Тогда она и бросила Сергею в почтовый ящик в запечатанном конверте Ахматовское стихотворение «…Будь же проклят! Ни стоном, ни взглядом Окаянной души не коснусь, Но клянусь тебе ангельским садом, Чудотворной иконой клянусь. И ночей наших пламенных чадом, – Я к тебе никогда не вернусь».

Ночей никаких не было. Сергей никогда даже не целовал Ксению, как рыжую.

Он постучал в двери той же ночью. Старался шутить, и его глаза были похожи на глаза осторожного кота:

– Ксюха, ты ревнуешь? Влюбилась, что ли?

– А мне можно только диктанты диктовать! – Ее зрачки блестели вызовом в полумраке прихожей, – дальше она его не впустила! – и обидой дрожал голос.

– Целуют, еще не значит, любят. Иногда не целуют, потому что любят, – сказал он и ушел.

– Ксюха, – раздался от туалета виноватый полушепот отца, – его там застал разговор, и он трусил выйти, – заканчивайте вашу ромашку. Час ночи!
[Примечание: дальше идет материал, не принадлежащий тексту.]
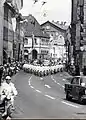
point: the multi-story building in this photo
(10, 9)
(78, 33)
(36, 42)
(56, 32)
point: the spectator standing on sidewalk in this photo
(1, 73)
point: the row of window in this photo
(35, 42)
(53, 54)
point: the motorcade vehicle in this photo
(76, 88)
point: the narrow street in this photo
(44, 97)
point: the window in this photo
(35, 40)
(75, 80)
(26, 41)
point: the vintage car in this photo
(76, 88)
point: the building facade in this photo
(10, 10)
(36, 42)
(56, 32)
(78, 33)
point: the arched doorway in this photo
(34, 54)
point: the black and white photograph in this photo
(42, 59)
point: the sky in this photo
(57, 10)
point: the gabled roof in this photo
(31, 26)
(58, 26)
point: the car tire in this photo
(68, 96)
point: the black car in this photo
(76, 88)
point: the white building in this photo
(36, 42)
(57, 39)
– Подслушивать – гадко! – Она кинулась в комнату и там разрыдалась от души.

С Борей было иначе.

Они встретились второй раз на какой—то скучной вечеринке у общей знакомой. Ксения едва вошла, а Борис уже кланялся ей с улыбкой привета из—за спин гостей: «Здравствуйте, соседка!» Хозяйка квартиры, девушка с усталыми глазами и машинальной улыбкой, как и Ксения, заканчивала иняз. Боря бывший одноклассник ее старшей сестры Лены: они, кажется, пришли вместе. Пьяный гость сунул в руки Ксении тарелку и раздавил в ней сигаретный окурок в губной помаде. Девушка отдала «угощение» парню, мастачившему из бумажных салфеток лошадок.

На Хмельницком была белая рубашка и галстук. Он, сидя на подлокотнике кресла у кого—то над головой, потягивал коктейль через трубочку.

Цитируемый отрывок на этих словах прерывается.